First, can I say thank you very much to all of you who have replied to me and i really appreciate your thoughts and suggestions – i will get back to them all in the next few days.

However, i had a meeting with a medical student who i am supervising from Birmingham and she has some fascinating data that i want to share with you.

Her study tried to recruit people in alcohol recovery (abstinent) for at least one year – she recruited 53 who were split between those 1 – 5 years in recovery and those more than 5 years in recovery.

Those in longer, ‘stable’ recovery reported more self-esteem and self-efficacy and a better quality of life. So much may not be a surprise. The longer recovery group also reported more housing and relationship stability.

But here is the fascinating bit – the long term recovery group reported better ‘social relations’ quality of life – than the norm. In other words, people in long-term alcohol recovery had better social relations than the normal population.

For me, this is really exciting and I am encouraging her to submit this to a journal. This is because it confirms my suspicion that when we try to help people, we should not say that recovery will take away your symptoms but that it might make you happier than you were – even before you started drinking!

Let me know your thoughts

David

Comments

Thanks for letting us know about this at this stage. Fascinating stuff! And very exciting.

I’ve said to a number of people in recovery that they have something that I don’t – an inner serenity, happiness.

By David Clark on 09/05/2009 at 11:25 AM - .(JavaScript must be enabled to view this email address)

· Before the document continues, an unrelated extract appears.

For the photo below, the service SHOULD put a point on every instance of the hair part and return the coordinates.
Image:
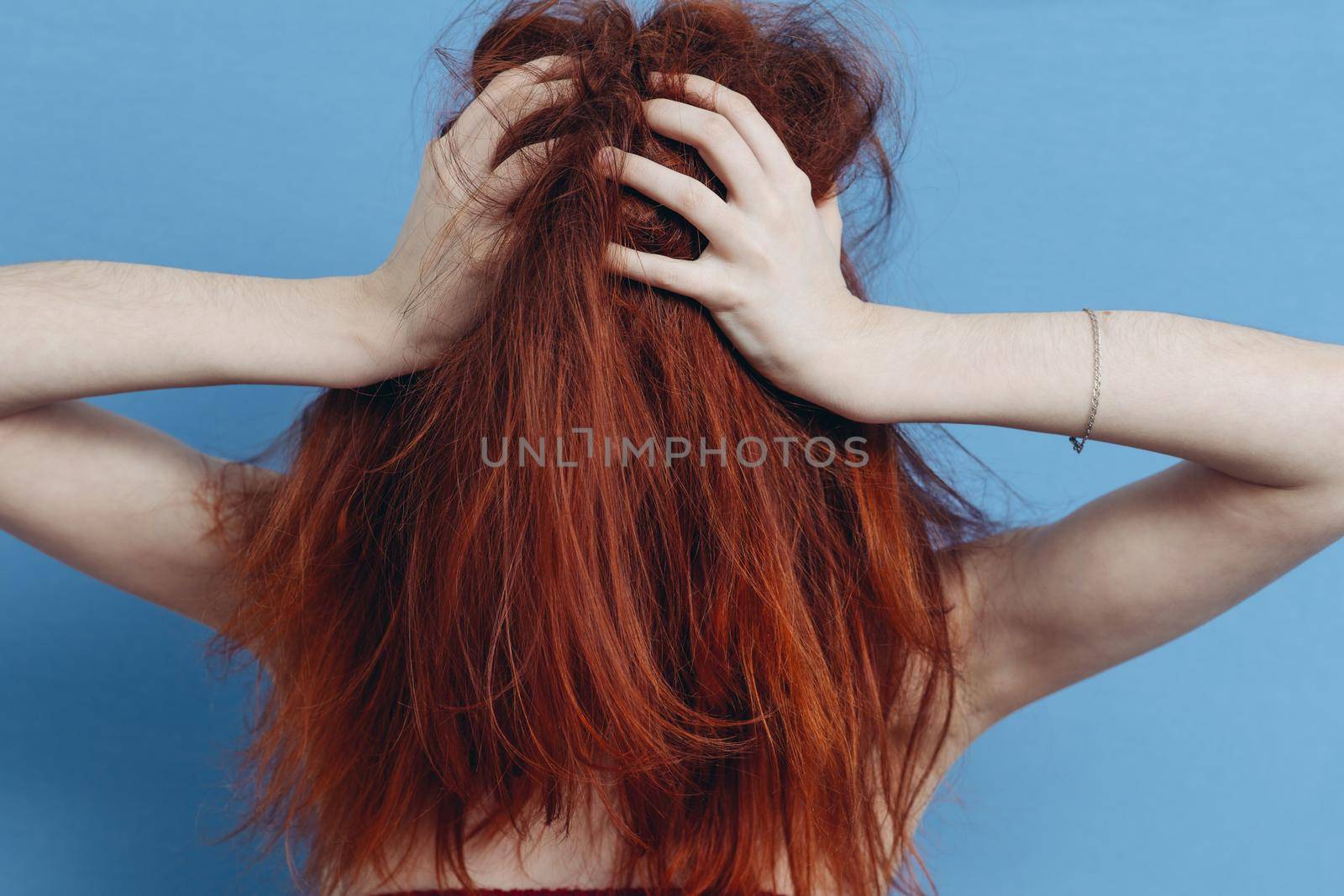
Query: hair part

Its great to have some evidence for this. It says somewhere in the Big Book that, in recovery, your alcoholic past becomes your greatest asset because it allows you to help others who can identify with your story. For the ‘real’ alcoholic and the ‘real’ addict (if you subscribe to the definitions in the Big Book) in recovery, life has more meaning than ever before. In fact, the alcoholic drinking could be seen as the solution to a fundamental (spiritual) malady. Once the solution (drinking) stops working then the gap is filled with a spiritual way of life. Members of the North West Recovery Forum tell me again and again that their spiritual life is very practical (“faith without works is dead”). Its about helping those who still suffer. Life in recovery then takes on a whole new meaning and, crucially, has a new found purpose – its about helping others and when you are helping others you are not thinking about yourself.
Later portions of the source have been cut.